In the future, prior to establishing its robustness, the suggested approach will be tested on complex real-world applications such as LFC with integrated electric cars, wind, and PV systems with time delay nonlinearity.

Appendices

Appendix A.1: Two-area two-unit power plant [7, 11, 15]

\(P_{R} = 2000\,{\text{MW}};\) \(P_{L} = 1000\,{\text{ MW}};\) \(f = 60{\text{ H}}_{{\text{Z}}} ;\) \(B_{1} = B_{2} = 0.425 {\text{ p}}.{\text{u}}.{\text{ MW}}/{\text{H}}_{{\text{Z}}}\); \(R_{1} = R_{2} = 2.4{\text{ H}}_{Z} /{\text{p}}.{\text{u}}.\); \(T_{g1} = T_{g2} = 0.08{\text{ s}}\); \(T_{t1} = T_{t2} = 0.3 s\); \(K_{PS1} = K_\text{PS2} = 120{\text{ H}}_{Z} /{\text{p}}.{\text{u}}.\); \(T_{PS1} = T_\text{PS2} = 20 {\text{ s}}\); \(2* \pi *T_{12} = 0.545 \,{\text{p}}.{\text{u}}.;{ }a_{12} = - 1.\)

Appendix A.2: Two-area two-unit with governor dead band [15, 57]
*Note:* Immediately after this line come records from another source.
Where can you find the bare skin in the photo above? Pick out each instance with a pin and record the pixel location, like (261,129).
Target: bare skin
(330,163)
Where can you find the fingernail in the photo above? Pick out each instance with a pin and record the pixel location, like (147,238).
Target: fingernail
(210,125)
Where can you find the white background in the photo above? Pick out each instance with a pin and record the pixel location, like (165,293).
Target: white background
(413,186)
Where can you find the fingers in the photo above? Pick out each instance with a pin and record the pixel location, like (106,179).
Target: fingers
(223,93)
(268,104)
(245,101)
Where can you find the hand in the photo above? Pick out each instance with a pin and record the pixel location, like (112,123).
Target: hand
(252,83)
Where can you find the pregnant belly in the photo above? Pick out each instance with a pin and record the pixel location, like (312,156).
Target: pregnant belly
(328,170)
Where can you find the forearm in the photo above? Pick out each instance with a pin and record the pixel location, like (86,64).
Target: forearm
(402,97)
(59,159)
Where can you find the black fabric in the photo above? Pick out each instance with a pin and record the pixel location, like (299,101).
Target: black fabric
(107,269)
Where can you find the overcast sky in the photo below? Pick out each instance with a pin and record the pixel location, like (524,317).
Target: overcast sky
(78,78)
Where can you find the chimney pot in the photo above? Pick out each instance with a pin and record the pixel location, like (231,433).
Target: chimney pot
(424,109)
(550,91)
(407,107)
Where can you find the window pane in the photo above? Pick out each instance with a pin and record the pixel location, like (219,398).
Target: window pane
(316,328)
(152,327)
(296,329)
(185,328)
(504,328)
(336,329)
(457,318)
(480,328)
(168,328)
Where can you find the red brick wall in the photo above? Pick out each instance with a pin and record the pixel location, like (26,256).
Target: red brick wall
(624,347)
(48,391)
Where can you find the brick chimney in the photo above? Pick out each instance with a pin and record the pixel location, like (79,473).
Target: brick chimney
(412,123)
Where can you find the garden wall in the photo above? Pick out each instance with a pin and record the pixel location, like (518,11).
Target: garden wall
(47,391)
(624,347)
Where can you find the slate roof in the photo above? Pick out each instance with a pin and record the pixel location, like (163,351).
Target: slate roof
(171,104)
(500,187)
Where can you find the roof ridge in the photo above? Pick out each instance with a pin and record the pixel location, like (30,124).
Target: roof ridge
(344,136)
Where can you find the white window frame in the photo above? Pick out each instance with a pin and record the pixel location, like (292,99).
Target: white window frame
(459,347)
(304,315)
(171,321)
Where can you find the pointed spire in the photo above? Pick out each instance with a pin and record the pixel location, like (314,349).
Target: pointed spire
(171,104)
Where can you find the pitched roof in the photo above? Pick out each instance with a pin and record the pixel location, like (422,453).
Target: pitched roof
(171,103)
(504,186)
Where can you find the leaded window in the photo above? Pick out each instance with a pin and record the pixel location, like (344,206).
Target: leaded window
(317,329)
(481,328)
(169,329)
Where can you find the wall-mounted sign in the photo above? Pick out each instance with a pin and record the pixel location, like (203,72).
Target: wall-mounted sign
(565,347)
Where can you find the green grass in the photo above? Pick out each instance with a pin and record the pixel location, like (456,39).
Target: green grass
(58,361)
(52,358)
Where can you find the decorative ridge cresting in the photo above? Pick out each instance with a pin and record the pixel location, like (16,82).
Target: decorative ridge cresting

\(B_{1} = B_{2} = 0.425{\text{ p}}.{\text{u}}.{\text{ MW}}/{\text{H}}_{{\text{Z}}}\); \(R_{1} = R_{2} = 2.4{\text{ H}}_{Z} /{\text{p}}.{\text{u}}.\); \(T_{g1} = T_{g2} = 0.2{\text{ s}}\); \(T_{t1} = T_{t2} = 0.3{ }s\);

\(K_{PS1} = K_\text{PS2} = 120{\text{ H}}_{Z} /{\text{p}}.{\text{u}}\); \(T_{PS1} = T_\text{PS2} = 20{\text{ s}}\); \(T_{12} = 0.0707\,{\text{ p}}.{\text{u}}.;{ }a_{12} = - 1.\)

Appendix B: Two-area six-unit power plant [15, 56]

\(B_{1} = B_{2} = 0.4312\;{\text{ p}}.{\text{u}}.{\text{ MW}}/{\text{H}}_{{\text{Z}}}\); \(R_{1} = R_{2} = R_{3} = 2.4{ }\;{\text{H}}_{Z} /{\text{p}}.{\text{u}}.\); \(T_\text{sg1} = T_\text{sg2} = 0.08{\text{ s}}\); \(T_{t1} = T_{t2} = 0.3{ }s\);

\(K_{r1} = K_{r2} = 0.3;\) \(T_{r1} = T_{r2} = 10{ }s;\) \(K_{{{\text{PS}}1}} = K_{{{\text{PS}}2}} = 68.9566{\text{ H}}_{Z} /{\text{p}}.{\text{u}}\); \(T_{PS1} = T_\text{PS2} = 11.49{\text{ s}}\);

\(T_{12} = 0.0433{\text{ p}}.{\text{u}}.;{ }a_{12} = - 1;\) \(T_{w1} = T_{w2} = 1{\text{ s}};\) \(T_\text{RS1} = T_\text{RS2} = 5{\text{ s}}\); \(T_\text{RH1} = T_\text{RH2} = 78.75{\text{ s}}\);

\(T_\text{GH1} = T_\text{GH2} = 0.2{\text{ s}}\); \(X_{C} = 0.6{ }s\); \(Y_{C} = 1{\text{ s}};\) \(c_{g} = 1{ }s;\) \(b_{g} = 0.05{ }s;\) \(T_{F1} = T_{F2} = 0.23{\text{ s}}\); \(T_\text{CD1} = T_\text{CD2} = 0.2{\text{ s}}\);

\(T_\text{CR1} = T_\text{CR2} = 0.01{\text{ s}}\); \(K_{T} = 0.543478\); \(K_{H} = 0.326084\); \(K_{G} = 0.130438\); \(K_\text{DC} = 1\); \(T_{DC} = 0.2{ }s\).